Answer more questions, that’s what. Sony spokesperson Patrick Seybold did last night in a new Q&A series on the official PlayStation blog, and while much of it’s still basically “no comment” paraphrased, he managed to slip in a few newsworthy bits.
Like: The different ways PSN and Qriocity stored your sensitive payment and biographical personal data--Sony encrypted the former, but not the latter.
"The entire credit card table was encrypted and we have no evidence that credit card data was taken," writes Seybold in the update. "The personal data table, which is a separate data set, was not encrypted, but was, of course, behind a very sophisticated security system that was breached in a malicious attack."
What's more, Sony says your credit card's security code (the extra three or four digit validation number) couldn't be compromised because the company never asked for it (though computer law expert Mike Godwin calls that "the weakest defense ever").
Still waiting for email notification from Sony?
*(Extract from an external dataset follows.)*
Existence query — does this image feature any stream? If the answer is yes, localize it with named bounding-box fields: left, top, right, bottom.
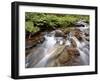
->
left=26, top=26, right=89, bottom=68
Seybold says "all registered accounts" should receive something by today, and that the process of cycling through all 77 million accounts "has been underway since yesterday."
And if you're wondering why the service rebuild's taking so long, Seybold says "we are initiating several measures that will significantly enhance all aspects of PlayStation Network’s security and your personal data, including moving our network infrastructure and data center to a new, more secure location, which is already underway." He adds that Sony plans to say more about those measures shortly.
In the meantime, both PSN and Qriocity services remain down, though Seybold says they're expected back, at least in part, "within a week from yesterday."